Biden proposes to hike corporate tax rates from 21 percent to 28 percent, well above the global average of 23 percent. Factoring in average state and local taxes, the overall rate would be 32 percent. A tax increase of this magnitude would discourage investment in the U.S., resulting in more offshoring and further reducing GDP growth.
For those with net worth above $100 million, Biden has proposed a wealth tax based on the value of stocks, bonds, and private companies even before they are sold. If the value of those assets declined in future years, households would not get a commensurate deduction.
One reason such wealth taxes are rarely used is that they are hard to administer and have negative effects on the economy. Asset values change not just daily or hourly, but by the minute, and it’s hard to determine their true value if they are not sold.
The imposition of Biden’s proposed tax would cause people to shift their wealth out of assets that could be taxed and into other assets, such as art, instruments, jewelry, and cars, that are harder for tax collectors to find or to value.
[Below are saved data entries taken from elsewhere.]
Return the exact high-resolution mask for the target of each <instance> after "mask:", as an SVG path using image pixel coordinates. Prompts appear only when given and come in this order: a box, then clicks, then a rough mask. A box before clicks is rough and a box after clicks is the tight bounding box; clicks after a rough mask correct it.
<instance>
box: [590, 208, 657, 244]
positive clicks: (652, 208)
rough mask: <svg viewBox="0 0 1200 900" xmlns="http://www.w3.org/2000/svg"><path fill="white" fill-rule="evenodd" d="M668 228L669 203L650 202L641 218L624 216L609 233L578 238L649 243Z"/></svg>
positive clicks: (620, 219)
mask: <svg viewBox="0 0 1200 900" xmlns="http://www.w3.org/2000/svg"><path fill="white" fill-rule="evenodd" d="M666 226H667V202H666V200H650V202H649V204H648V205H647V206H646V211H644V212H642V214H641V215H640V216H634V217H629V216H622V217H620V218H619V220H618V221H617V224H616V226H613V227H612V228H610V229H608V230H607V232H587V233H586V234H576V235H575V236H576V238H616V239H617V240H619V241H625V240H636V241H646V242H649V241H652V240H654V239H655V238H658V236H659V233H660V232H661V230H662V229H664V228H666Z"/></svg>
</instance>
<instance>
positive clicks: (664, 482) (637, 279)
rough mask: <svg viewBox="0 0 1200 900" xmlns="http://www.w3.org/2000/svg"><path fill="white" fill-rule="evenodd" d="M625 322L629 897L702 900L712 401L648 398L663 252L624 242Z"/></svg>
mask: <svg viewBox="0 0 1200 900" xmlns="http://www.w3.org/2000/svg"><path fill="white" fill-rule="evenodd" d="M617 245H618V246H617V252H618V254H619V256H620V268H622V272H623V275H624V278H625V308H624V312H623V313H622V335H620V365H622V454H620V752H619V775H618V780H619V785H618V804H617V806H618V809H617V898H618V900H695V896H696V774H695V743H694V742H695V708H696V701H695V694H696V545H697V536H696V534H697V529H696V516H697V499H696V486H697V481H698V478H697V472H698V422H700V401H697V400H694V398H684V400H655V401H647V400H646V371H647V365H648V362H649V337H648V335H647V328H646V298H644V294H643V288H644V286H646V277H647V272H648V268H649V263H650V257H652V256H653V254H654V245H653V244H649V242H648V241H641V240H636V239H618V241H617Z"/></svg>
Sotheby’s on the Upper East Side and Christie’s in midtown would see their businesses boom—but their gains would be our loss, as the economy would lose a source of liquidity.
The Tax Foundation estimates that the corporate tax and capital gains tax increases would shrink GDP by about 1 percent and cost more than 170,000 jobs. But the loss to the U.S. economy would go beyond just lost GDP growth and jobs. For the past few decades, many of the greatest inventions—including the Internet, wireless technologies, and biotech—were developed in the United States, in part because our tax policies were more competitive than those of other countries. If we adopt uncompetitive tax policies, jobs and innovation will go overseas.
If Biden really wants to cut inflation, he should begin by reversing his policies on domestic oil and natural gas production. Energy prices have risen by 30 percent over the past year; these prices are set by expectations of future production. That is why oil prices rise when meteorologists predict that a hurricane will turn toward the Gulf of Mexico, before it has destroyed any oil rigs. The United States, the world’s largest oil and gas producer, has demonstrated the ability to influence the price of oil.
The president could lower the price of a barrel of oil by $10 to $20 with new energy policies. Yet on Biden’s first day in office, he reduced oil and gas production by banning offshore drilling, expanding the boundaries of national monuments, placing a moratorium on leasing activities in the Arctic National Wildlife Refuge, and revoking the permit for the Keystone XL pipeline, which would have brought Canadian oil to U.S. refineries for processing into gasoline and heating oil.
In recent months, the Federal Energy Regulatory Commission, the Department of the Interior, the Council on Environmental Quality, and the Securities and Exchange Commission have all issued reports or proposed regulations that make it more difficult to develop energy and associated infrastructure. If President Biden wants to tackle inflation, he should start by rolling back this added regulatory burden.